Much like he finally learned to do with Barrett, getting Grimes going downhill off of dribble handoffs could be a nice wrinkle to the offense for Thibodeau, especially now that Barrett himself has turned himself into a much improved outside shooter. Thibodeau could even take a page out of his own playbook and look at the dribble handoffs that Randle and Evan Fournier used to run just two seasons ago when Fournier set the franchise record for most threes in a single season.

But admittedly, it can be difficult for a head coach, one that is tasked with winning as many games as possible, to try to involve younger players more. And that is where the second problem lies. Like it or not, the Knicks surprising everyone a few years ago and then getting Brunson last season accelerated the Knicks’ rebuilding plan and put them in a very sticky situation. There are parts of the fanbase, and the team, I’m sure, that want to win now and do everything it takes to do that, and there are also people who want to take their time and focus more on developing the young players. But New York finds itself not really being able to fully commit to either strategy and that’s when players like Grimes can find it hard to take a big leap. Because instead of getting 34 MPG and averaging 15 field goal attempts per game, and being allowed to experiment and play through mistakes, Grimes is asked to do whatever the team needs and prioritize the team and its success over his own numbers or individual development.
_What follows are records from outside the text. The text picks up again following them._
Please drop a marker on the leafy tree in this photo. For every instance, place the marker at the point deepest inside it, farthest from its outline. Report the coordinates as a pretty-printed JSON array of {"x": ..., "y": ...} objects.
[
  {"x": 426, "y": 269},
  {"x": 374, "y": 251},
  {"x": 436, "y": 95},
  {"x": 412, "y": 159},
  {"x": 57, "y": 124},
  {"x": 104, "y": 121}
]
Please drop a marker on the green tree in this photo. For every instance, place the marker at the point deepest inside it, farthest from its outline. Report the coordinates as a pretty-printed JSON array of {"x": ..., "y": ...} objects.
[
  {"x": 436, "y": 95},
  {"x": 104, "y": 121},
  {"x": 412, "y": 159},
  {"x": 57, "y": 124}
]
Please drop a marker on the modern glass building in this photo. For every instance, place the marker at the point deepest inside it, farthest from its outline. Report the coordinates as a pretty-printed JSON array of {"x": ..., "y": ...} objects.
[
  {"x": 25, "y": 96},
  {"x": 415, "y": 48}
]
That then may be leading to the final part of the answering why he may be struggling, which is his confidence. Throughout his short NBA career, we’ve seen Grimes be hesitant and indecisive at times and while this is natural for any young player, it still seems to pop up a bit more often than we or he’d probably like. It hasn’t happened too much with his jump shot as that’s been something he’s always been pretty confident about. But there have been multiple times already this season where Grimes has an open lane, but instead of attacking it like we all know he can, he gets caught overthinking, and the lane closes up. This lack of confidence may be something he needs to work on personally, but it could also just be a result of the lack of plays run for him or the amount of shots or touches he gets. Every player playing at any level will tell you that they like being involved for both their confidence and rhythm, and there’s a real chance that Grimes would be noticeably better confidence-wise and results-wise if he were just trusted a bit more.
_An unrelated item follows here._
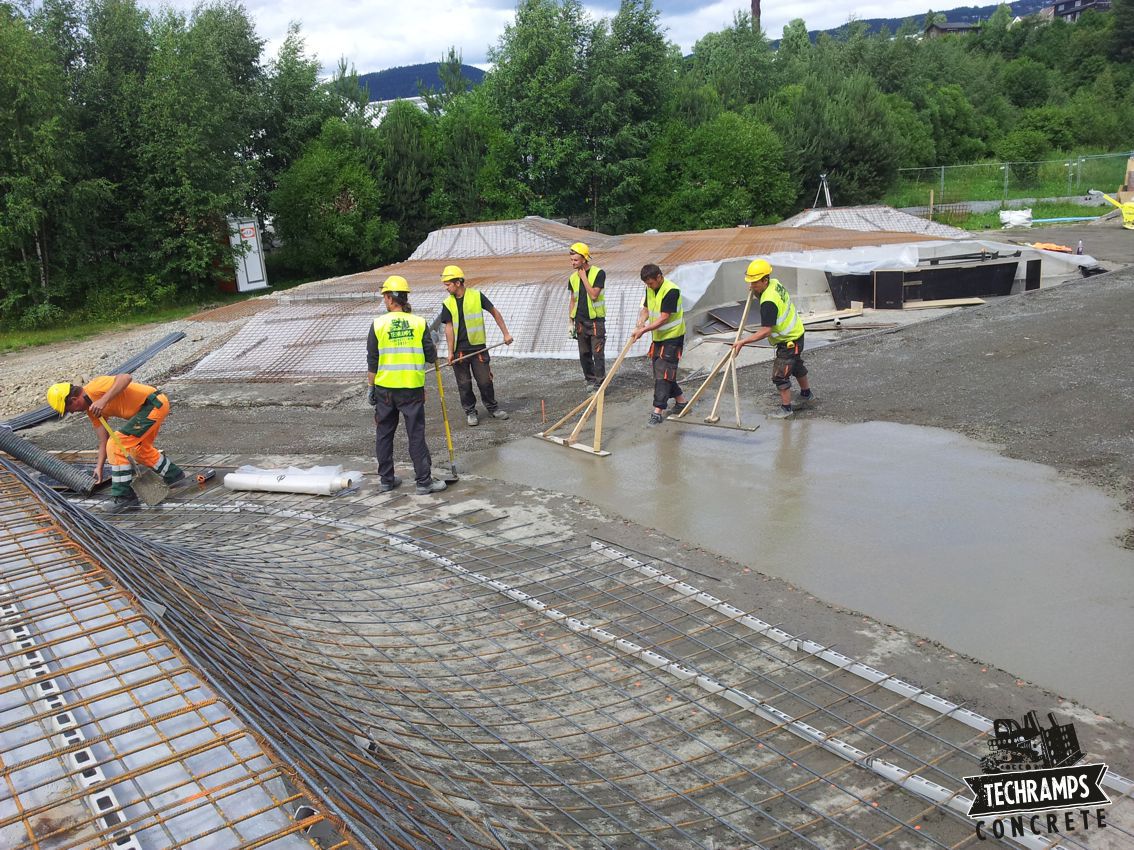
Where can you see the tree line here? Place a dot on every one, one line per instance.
(129, 135)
Again, this isn’t a cause for concern just yet by any means. Grimes hasn’t allowed any poor shooting performances to affect what has been another absolutely amazing defensive season, and he had an incredibly efficient shooting night against the Bucks just the other night. And, it’s not like Grimes is having a horrendous season or that he isn’t doing his job or what the team needs to do at all. There’s a chance that with Immanuel Quickley and Barrett both playing well and Donte DiVincenzo in the fold now, the guard rotations are still being figured out a bit, and Grimes, as the youngest out of those players, is just taking a bit more time to find his rhythm and groove. And it’s very possible that he’s just gotten off to a slow start like he did last season and that it’s just a matter of a few games or a few weeks before Grimes puts together everything he worked on during his offseason training and meeting with JJ Reddick to get back to the player we saw in the second half of last season, or shoot, even better than that. But, some of the indecisiveness, the lack of opportunities, and the declining usage rate are things to keep an eye on going forward, especially since Grimes is a player that both the fans and the team has looked as a key piece going forward.